Eislöwen landen echten Transfer-Hammer! Steht Dresden tatsächlich ein Aufstieg in die DEL bevor?
Dresden – Den Eislöwen ist ein echter Transfercoup gelungen! Mit den kanadischen Zwillingsbrüdern Tylor und Tyson Spink (33) konnten zwei erstklassige Stürmer vom DEL-Konkurrenten Schwenningen verpflichtet werden. Strebt der sportlich abgestiegene Club aus Dresden möglicherweise doch eine Rückkehr in die höchste Liga an?
Mit den beiden 33-Jährigen verfügen die Eislöwen nun zumindest über zwei treffsichere Spieler, die nach wie vor wissen, wie man Tore erzielt.
Flügelspieler Tyson erzielte in der vergangenen Saison beeindruckende 20 Treffer und bereitete 16 Tore in 55 Spielen vor. Sein Bruder Tylor, der als Center agiert, verbuchte 23 Assists und selbst 11 Tore in 57 Einsätzen. Besonders bemerkenswert für einen Mittelstürmer sind seine Plus-Minus-Werte: zuletzt +4, in der Saison davor sogar +7.
Die Spink-Zwillinge gehören eigentlich ins DEL-Niveau und sind bei Teams wie Augsburg oder Frankfurt als zweite oder dritte Sturmreihe gefragt. Nun der Schritt nach Dresden – anscheinend in eine Liga tiefer?
"Dresden hat sich über die letzten Jahre enorm entwickelt. Für uns war schnell klar, dass bei den Eislöwen große Leidenschaft und viel Ehrgeiz herrschen", sagte Tylor. "Genau in so einem Umfeld möchten wir spielen und unseren Beitrag leisten, um die gemeinsamen Ziele zu erreichen."
Sein Bruder ergänzte: "Es ist für uns etwas Besonderes, weiterhin gemeinsam auf dem Eis zu stehen und Teil eines ambitionierten Vereins zu werden."
Eislöwen-Sportdirektor Jens Baxmann (41) zeigte sich hocherfreut über die Verpflichtung und war erleichtert, dass der Transfer bis zuletzt vertraulich blieb.
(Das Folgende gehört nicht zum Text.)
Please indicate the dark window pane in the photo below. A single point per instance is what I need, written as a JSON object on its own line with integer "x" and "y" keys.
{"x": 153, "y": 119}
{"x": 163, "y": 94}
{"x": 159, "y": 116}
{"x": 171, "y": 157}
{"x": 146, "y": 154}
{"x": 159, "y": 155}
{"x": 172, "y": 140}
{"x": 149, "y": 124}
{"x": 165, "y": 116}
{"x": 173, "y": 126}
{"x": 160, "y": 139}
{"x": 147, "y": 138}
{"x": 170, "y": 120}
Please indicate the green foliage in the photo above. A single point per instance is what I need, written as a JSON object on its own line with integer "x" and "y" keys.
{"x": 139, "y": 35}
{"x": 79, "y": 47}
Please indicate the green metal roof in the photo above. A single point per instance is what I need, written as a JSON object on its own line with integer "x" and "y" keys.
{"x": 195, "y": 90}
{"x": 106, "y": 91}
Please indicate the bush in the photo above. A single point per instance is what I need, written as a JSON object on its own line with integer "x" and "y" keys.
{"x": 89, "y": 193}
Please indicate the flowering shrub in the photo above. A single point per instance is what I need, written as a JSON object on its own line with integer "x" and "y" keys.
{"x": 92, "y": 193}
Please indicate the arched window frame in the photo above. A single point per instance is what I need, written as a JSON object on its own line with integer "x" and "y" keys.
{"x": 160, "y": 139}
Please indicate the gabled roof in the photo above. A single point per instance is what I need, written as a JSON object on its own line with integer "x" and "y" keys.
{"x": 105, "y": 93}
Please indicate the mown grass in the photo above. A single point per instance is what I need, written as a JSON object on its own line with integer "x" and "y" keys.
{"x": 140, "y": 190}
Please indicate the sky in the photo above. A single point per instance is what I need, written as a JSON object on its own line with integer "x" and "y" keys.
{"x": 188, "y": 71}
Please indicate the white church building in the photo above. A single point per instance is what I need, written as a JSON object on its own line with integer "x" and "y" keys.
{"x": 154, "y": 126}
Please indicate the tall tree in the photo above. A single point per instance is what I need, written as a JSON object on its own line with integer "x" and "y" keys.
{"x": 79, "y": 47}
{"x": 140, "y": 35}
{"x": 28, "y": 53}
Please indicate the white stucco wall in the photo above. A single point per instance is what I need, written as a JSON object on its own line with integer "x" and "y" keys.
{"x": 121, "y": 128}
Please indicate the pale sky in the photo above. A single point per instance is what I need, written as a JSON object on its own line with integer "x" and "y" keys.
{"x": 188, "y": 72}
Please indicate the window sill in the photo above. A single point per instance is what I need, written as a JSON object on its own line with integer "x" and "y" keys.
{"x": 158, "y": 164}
"Mit Tylor und Tyson ist es uns gelungen, zwei absolute Leistungsträger zu gewinnen", erklärte Baxmann. "Sie bringen nicht nur große Torgefahr und Qualität ins Spiel, sondern auch Mentalität und Erfahrung – sowohl sportlich als auch menschlich eine enorme Bereicherung für unser Team. Das ist ein starkes Signal für unseren Standort."
Auch im Hinblick auf den Ruf des Clubs könnte der Wechsel weitreichende Bedeutung haben. Sollten die Eislöwen tatsächlich in der DEL2 spielen, könnte ein weiterer Grund die mögliche Einbürgerung sein.
In der Vergangenheit unterstützte Dresden bereits mehrere Spieler bei der Erlangung der deutschen Staatsangehörigkeit. Nach sechs Jahren in Schwenningen könnten die Brüder gute Chancen auf den deutschen Pass haben ...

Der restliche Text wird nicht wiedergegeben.